In case you missed it, here is the video from Channel 7's evening news about the (2-hour) emergency meeting called yesterday to discuss erosion on Plum Island. There does seem to be extra sand there, by the tide line, but I wonder if it will migrate back to the dune on its own?

Well, I'm no expert (although I do play one on this blog). Anyway, the Daily News is reporting that the other emergency measures (excluding the beach scraping) were approved late yesterday, for the homes in Newbury. It's worth noting that the other measures are relatively inexpensive.

I don't see any mention of Dr. Hemani's property on 55th St. in Newburyport being included in the emergency certification and who will actually pay for the hay bales, etc., in Newbury. Hemani forked out $20,000 about 18 months ago for sand bags, sand and permits.

Did I say before that someone said to me that expecting the government to bail homeowners out of this is a little .... er .... Socialist? The town does own the beach, after all, the person noted, and when Sen.
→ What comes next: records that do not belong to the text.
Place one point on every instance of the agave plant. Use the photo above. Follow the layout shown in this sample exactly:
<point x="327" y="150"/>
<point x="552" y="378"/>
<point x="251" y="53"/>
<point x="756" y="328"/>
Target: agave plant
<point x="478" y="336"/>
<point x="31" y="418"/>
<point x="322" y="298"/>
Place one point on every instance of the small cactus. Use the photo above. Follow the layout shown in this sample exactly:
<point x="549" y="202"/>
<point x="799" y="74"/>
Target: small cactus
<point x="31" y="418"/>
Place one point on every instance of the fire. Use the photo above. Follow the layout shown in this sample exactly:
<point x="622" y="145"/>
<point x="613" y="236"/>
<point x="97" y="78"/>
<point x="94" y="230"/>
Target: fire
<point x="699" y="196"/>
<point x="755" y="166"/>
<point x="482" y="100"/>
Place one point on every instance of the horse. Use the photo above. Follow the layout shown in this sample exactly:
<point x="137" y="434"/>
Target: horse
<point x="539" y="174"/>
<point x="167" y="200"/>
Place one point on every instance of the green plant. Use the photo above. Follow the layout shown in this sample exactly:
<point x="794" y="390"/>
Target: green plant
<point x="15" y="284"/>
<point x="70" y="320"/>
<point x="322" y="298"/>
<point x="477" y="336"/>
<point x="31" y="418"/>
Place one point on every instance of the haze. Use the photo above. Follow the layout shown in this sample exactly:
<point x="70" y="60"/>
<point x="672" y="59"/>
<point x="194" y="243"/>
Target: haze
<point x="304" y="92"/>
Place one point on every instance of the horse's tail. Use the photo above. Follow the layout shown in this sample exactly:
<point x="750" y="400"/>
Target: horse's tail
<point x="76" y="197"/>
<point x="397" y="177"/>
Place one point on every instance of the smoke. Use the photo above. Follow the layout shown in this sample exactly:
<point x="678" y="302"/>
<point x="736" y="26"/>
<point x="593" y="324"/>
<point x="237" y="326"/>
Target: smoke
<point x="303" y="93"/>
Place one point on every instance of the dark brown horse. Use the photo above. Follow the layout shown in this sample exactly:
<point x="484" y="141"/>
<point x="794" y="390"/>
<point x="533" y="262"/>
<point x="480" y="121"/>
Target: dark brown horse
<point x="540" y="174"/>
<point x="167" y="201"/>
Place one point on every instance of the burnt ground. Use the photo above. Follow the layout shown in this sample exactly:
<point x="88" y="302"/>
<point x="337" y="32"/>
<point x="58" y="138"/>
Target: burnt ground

Bruce Tarr asked someone (anyone) to step up to submit a proposal to the state for beach scraping, no one stepped up. And Tarr wasn't even asking for money; he was just asking for a proposal. It seems rather capitalist to me (expending public funds to protect revenue from property taxes and tourism as opposed to looking at it as saving people's homes). Any thoughts on this?

(Residents did pay for beach scraping in the past and they do pay for snow fencing and beach grass, apparently, on their properties on the primary dune.)

I was over at Hemani's (summer) house last week, after I wrote the story for the Current, and he has imported sand in to bolster the structure, which was sitting on the edge of the dune after the Feb. 25 storm. He is a little miffed that Newbury gets all this attention, emergency certification, etc., and Newburyport gets nothing. Plus he was denied a permit to repair/replace his sand bags after the storm.

But Newbury pushes for it, don't they? Then again, it is the Plum Island Foundation, not the Newbury Part of Plum Island Foundation.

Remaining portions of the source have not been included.